[ 
https://issues.apache.org/jira/browse/YARN-10532?page=com.atlassian.jira.plugin.system.issuetabpanels:comment-tabpanel&focusedCommentId=17267111#comment-17267111
 ] 

zhuqi edited comment on YARN-10532 at 1/18/21, 1:27 PM:
--------------------------------------------------------

The latest patch, double check the 

"An additional requirement we should keep in mind: 

Scenario A:
{code:java}
- At time T0, policy signals scheduler to delete queue A (an auto created 
queue). 
- Before the signal arrives to scheduler, an app submitted to scheduler (T1). 
T1 > T0
- When at T2 (T2 > T1), the signal arrived at scheduler, scheduler should avoid 
removing the queue A because now it is used.{code}
Scenario B:
{code:java}
- At time T0, policy signals scheduler to delete queue A (an auto created 
queue).
- At T1 (T1 > T0), scheduler got the signal and deleted the queue.
- At T2 (T2 > T1), an app submitted to scheduler.

Scheduler should immediately recreate the queue, in another word, deleting an 
dynamic queue should NEVER fail a submitted application.{code}
"

This will not happen:

Scenario A confirmed by :

Double check before deletion, pass the latest last submitted time, and get 
before remove again and compare them.
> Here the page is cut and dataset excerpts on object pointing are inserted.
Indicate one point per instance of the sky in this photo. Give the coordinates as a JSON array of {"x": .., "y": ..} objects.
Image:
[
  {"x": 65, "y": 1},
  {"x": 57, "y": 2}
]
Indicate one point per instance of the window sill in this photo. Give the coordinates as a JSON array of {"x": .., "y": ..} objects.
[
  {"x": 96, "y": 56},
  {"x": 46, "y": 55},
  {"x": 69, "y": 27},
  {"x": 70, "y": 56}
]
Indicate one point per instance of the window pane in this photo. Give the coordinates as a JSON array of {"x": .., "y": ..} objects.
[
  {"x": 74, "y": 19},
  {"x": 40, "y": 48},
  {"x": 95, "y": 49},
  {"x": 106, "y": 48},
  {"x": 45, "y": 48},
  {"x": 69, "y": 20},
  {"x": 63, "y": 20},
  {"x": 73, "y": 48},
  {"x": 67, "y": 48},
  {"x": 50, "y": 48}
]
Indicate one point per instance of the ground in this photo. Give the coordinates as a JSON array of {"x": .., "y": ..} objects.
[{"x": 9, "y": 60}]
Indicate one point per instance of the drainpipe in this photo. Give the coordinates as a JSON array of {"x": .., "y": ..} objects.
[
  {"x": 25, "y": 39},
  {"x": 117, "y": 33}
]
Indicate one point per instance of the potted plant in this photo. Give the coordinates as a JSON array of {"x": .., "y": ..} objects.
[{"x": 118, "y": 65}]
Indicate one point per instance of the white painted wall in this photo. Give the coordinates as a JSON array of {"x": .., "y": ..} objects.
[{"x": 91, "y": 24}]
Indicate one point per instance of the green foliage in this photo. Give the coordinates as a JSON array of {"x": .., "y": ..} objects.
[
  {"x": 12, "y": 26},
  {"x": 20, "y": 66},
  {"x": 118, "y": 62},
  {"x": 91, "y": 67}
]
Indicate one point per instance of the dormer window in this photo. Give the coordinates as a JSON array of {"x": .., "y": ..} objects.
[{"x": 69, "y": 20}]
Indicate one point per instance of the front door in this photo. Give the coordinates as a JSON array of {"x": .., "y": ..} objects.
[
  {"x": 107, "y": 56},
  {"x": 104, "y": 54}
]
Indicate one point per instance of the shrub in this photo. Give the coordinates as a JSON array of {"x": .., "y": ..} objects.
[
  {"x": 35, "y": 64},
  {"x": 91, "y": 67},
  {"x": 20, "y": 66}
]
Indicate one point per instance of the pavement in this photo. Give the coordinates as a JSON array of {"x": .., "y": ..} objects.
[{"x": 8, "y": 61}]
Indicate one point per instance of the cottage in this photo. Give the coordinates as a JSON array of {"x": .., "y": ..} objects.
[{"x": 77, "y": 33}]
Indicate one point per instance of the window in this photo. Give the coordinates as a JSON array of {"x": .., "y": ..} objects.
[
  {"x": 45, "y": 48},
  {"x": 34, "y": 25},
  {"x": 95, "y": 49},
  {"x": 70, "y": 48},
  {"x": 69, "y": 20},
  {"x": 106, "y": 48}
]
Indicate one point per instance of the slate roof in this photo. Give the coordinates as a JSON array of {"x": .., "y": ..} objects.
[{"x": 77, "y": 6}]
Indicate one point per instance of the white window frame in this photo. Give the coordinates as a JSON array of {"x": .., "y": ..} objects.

All will in the queue write lock.
{code:java}
// Double check for the lastSubmitTime has been expired.
// In case if now, there is a new submitted app.
if (queue instanceof LeafQueue &&
    ((LeafQueue) queue).isDynamicQueue()) {
  LeafQueue underDeleted = (LeafQueue)queue;
  if (underDeleted.getLastSubmittedTimestamp() != lastSubmittedTime) {
    throw new SchedulerDynamicEditException("This should not happen, " +
        "trying to remove queue= " + childQueuePath
        + ", however the queue has new submitted apps.");
  }
} else {
  throw new SchedulerDynamicEditException(
      "This should not happen, can't remove queue= " + childQueuePath
          + " is not a leafQueue or not a dynamic queue.");
}

// Now we can do remove and update
this.childQueues.remove(queue);
this.scheduler.getCapacitySchedulerQueueManager()
    .removeQueue(queue.getQueuePath());

{code}
Signal will also update this in the write lock:
{code:java}
@Override
public void submitApplication(ApplicationId applicationId, String userName,
    String queue)  throws AccessControlException {
  // Careful! Locking order is important!
  validateSubmitApplication(applicationId, userName, queue);

  // Signal to queue submit time in dynamic queue
  if (this.isDynamicQueue()) {
    signalToSubmitToQueue();
  }

  // Inform the parent queue
  try {
    getParent().submitApplication(applicationId, userName, queue);
  } catch (AccessControlException ace) {
    LOG.info("Failed to submit application to parent-queue: " +
        getParent().getQueuePath(), ace);
    throw ace;
  }

}

// "Tab" the queue, so this queue won't be removed because of idle timeout.
public void signalToSubmitToQueue() {
  writeLock.lock();
  try {
    this.lastSubmittedTimestamp = System.currentTimeMillis();
  } finally {
    writeLock.unlock();
  }
}
{code}
Scenario B confirmed by :

in addApplication

and addApplicationOnRecovery.
{code:java}
//- At time T0, policy signals scheduler to delete queue A (an auto created 
queue).
//- At T1 (T1 > T0), scheduler got the signal and deleted the queue.
//- At T2 (T2 > T1), an app submitted to scheduler.
//
//Scheduler should immediately recreate the queue, in another word,
// deleting an dynamic queue should NEVER fail a submitted application.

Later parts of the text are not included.